本記事を読み終えた学習者は次の 3 点を体感できる:

  1. 1 つの中規模 CSV (4,203 件 × 16 列, 全件 POINT) から、 道路種別 / 市町 / 事務所 / 路線 / 延長 / 幅員 / 架設年度 / 点検年度 を 多角度で集計するハンズオン分析を完走する。
  2. 「年代 + 老朽化 + 道路階層」の 3 軸で県内の橋梁網を読み解き、 高度成長期の集中整備 → 更新ピーク到来という日本のインフラ史を 地域データで定量化する。
  3. RQ1 (構造) → RQ2 (年代・老朽化) → RQ3 (国道 vs 県道 + 防災重要橋梁) の 3 段階で、「県の橋梁網の物理的形状 + 政策的優先順位」を 定量的に描く研究プロセスを体感する。

使用データ

DoBoX のシリーズ「橋梁基本情報・維持管理情報」 1 件のみを単独で扱う。 リソースは CSV 1 ファイル (~784 KB)。

項目
dataset_id 11
公式名 橋梁基本情報・維持管理情報
resource_id 6
ファイル bridge_basic.csv (道路_橋梁_2023)
形式 CSV (UTF-8 BOM)
ファイルサイズ 802,338 byte (~784 KB)
レコード数 4,203 行 (= 道路橋件数)
列数 19 列
種別 全件 道路橋 (鉄道橋は別データ)
道路種別 国道 1,151 + 県道 3,052
管理事務所 9 事務所 (建設事務所 + 支所)
路線数 296 異なり値
市町数 22 市町
緯度経度 全件 取得可 (100%)
架設年度 3,639 件 (86.6%) 取得可、範囲 1910-2022
点検年度 全件 取得可、範囲 2012-2023
判定区分 全件 "?" (= 公開データでは伏せられる)
延長 (m) 中央値 7.0m / 最大 540m / 最小 1.2m
幅員 (m) 中央値 9.4m / 最大 304m
座標系 (元) EPSG:4326 (WGS84) → EPSG:6671 で処理
最終更新 2023 (公表年度)
ライセンス クリエイティブ・コモンズ表示 (CC-BY)
作成主体 広島県土木建築局道路整備課
URL https://hiroshima-dobox.jp/datasets/11
DL URL https://hiroshima-dobox.jp/resource_download/6

この表から読み取れること: dataset 11 は 4,203 行 × 19 列の CSV。 道路種別 (国道/県道)・管理事務所・路線・架設年度・点検年度・延長・幅員という 多次元のメタデータを持つ。 緯度経度は全件 (100%) 取得可で、地理処理が容易。 ただし「判定区分」 列は全件マスクされており、 健全度判定値は本データから直接は取れない。

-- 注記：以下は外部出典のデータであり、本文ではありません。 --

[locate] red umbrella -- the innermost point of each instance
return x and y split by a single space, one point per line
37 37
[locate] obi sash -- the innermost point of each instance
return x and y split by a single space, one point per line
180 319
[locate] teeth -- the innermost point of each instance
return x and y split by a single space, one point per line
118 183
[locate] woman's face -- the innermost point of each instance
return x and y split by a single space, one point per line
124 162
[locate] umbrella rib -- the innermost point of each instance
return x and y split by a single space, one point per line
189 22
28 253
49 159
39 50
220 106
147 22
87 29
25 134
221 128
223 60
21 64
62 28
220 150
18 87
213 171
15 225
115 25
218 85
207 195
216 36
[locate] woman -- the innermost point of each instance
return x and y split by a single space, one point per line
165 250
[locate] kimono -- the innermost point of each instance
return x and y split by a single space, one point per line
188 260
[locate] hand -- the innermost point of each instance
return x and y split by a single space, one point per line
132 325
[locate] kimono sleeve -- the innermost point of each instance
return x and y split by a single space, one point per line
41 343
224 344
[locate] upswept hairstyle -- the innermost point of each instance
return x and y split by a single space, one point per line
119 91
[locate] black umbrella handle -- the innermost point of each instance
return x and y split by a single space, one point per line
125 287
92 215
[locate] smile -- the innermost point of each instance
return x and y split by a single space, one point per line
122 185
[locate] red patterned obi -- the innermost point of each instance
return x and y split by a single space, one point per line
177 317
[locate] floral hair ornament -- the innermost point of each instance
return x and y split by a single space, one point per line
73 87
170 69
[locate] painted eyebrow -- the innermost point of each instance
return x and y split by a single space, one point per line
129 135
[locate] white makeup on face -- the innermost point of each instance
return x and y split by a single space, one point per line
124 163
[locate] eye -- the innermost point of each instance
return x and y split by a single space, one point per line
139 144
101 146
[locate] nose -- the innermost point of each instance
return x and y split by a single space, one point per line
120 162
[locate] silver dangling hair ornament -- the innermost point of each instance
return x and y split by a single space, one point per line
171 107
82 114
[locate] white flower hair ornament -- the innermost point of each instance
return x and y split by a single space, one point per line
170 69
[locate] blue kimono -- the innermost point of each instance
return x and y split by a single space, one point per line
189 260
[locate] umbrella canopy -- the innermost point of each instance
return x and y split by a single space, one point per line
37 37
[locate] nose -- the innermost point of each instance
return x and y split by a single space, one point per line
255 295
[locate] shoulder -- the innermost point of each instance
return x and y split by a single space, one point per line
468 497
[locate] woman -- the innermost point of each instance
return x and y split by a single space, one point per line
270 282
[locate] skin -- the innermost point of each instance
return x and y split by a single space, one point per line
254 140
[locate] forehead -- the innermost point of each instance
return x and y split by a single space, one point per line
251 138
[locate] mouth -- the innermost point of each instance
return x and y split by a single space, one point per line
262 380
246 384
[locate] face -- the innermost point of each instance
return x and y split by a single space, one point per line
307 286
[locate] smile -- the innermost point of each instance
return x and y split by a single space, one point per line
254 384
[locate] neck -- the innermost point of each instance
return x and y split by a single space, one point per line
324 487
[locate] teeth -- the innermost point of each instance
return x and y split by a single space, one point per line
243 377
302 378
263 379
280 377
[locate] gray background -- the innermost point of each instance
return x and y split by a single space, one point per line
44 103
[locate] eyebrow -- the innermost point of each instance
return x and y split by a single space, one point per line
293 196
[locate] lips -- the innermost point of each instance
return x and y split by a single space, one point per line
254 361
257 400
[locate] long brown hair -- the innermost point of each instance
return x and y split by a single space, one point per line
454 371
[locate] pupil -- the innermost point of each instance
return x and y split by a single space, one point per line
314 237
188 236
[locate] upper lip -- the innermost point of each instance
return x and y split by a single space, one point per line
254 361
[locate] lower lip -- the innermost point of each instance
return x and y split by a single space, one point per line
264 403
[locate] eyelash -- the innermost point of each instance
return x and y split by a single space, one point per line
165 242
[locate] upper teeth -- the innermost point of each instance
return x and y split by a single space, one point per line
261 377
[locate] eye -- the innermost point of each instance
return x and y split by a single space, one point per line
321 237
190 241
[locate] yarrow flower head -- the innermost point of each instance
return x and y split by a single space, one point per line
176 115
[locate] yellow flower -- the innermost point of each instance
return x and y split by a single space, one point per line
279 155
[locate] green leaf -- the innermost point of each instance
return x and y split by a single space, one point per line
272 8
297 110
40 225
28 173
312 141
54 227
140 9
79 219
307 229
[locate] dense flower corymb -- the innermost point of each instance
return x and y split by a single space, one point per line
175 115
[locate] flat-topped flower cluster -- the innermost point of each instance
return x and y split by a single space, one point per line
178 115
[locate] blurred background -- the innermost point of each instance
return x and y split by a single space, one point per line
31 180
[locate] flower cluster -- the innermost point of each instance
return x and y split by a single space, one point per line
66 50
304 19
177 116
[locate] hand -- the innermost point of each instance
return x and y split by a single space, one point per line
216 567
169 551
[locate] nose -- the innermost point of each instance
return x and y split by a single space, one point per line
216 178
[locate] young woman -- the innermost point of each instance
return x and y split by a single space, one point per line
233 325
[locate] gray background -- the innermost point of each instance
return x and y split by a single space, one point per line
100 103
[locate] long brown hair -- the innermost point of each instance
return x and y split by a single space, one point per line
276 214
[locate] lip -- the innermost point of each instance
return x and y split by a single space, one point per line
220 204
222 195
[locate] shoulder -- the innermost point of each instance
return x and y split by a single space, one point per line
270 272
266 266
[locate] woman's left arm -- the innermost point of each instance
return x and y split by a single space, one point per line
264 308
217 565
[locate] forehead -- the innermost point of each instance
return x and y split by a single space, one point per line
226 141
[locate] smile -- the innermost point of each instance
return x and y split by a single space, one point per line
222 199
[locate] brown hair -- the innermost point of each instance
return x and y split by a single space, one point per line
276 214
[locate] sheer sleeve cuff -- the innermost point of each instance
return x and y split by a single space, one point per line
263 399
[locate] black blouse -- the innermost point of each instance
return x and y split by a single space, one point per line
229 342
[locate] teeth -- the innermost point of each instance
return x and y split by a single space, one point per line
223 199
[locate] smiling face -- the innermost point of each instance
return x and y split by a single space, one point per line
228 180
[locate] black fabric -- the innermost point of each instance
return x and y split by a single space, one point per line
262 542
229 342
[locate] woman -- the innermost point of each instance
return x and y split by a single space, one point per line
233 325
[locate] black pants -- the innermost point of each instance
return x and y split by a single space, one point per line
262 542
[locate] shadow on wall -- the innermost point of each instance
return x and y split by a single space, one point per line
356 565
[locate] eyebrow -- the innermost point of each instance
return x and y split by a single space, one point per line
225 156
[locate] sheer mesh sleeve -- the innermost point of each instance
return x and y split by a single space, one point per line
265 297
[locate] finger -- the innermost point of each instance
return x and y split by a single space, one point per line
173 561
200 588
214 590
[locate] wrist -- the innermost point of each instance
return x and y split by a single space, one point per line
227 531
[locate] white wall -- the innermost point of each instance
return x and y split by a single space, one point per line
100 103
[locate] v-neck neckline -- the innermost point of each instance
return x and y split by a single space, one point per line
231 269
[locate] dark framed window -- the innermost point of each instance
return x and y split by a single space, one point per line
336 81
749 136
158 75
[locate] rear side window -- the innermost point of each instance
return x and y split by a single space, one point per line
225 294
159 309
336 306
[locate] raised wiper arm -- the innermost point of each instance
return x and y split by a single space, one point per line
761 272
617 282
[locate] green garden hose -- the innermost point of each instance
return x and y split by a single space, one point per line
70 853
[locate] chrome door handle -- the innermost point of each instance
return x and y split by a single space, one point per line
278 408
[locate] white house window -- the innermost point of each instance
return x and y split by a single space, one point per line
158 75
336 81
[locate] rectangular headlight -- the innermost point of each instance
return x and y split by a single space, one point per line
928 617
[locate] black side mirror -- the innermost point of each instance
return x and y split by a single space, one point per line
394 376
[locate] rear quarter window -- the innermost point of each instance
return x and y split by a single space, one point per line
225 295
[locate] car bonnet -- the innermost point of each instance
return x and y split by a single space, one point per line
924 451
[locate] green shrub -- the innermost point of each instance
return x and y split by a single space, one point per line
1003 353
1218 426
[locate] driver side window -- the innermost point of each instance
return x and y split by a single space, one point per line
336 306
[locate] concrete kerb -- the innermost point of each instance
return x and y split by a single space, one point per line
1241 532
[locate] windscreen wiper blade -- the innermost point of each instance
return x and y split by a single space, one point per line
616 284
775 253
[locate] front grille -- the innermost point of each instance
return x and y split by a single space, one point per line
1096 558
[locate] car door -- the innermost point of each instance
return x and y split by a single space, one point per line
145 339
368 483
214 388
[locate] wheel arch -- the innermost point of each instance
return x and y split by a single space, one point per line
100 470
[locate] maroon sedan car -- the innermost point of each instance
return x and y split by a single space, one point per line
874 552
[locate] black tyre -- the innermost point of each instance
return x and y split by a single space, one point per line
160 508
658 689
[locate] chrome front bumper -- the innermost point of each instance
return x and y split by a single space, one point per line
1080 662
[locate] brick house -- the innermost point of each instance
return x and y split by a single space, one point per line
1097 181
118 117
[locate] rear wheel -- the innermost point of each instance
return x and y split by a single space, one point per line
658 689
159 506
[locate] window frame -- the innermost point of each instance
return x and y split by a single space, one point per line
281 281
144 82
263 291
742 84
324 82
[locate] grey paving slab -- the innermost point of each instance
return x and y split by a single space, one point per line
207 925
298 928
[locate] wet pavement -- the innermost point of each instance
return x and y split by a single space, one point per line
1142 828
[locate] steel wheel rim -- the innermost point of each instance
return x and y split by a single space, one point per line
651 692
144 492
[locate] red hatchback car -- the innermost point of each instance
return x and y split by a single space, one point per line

L07 (河川浸水 × 4 種インフラ) との重複回避

項目L07 (既扱)L66 (本記事)
研究の問い橋 × 浸水ハザードの二重リスク橋梁台帳の内部構造 (規模・年代・階層)
主役データ橋梁 + トンネル + ダム + ため池 (4 種類並列)橋梁単独
分析手法sjoin で浸水ポリゴンと交差判定多軸集計 + 年代分析 + 階層比較
主結論橋の浸水率最高 (河川を渡るため)1990 年代ピーク + 老朽橋 1,382 件
使用列緯度経度 + 架設年度 (二重リスク用)16 列全部 + 派生列 (延長カテゴリ・年代・老朽フラグ・長大フラグ)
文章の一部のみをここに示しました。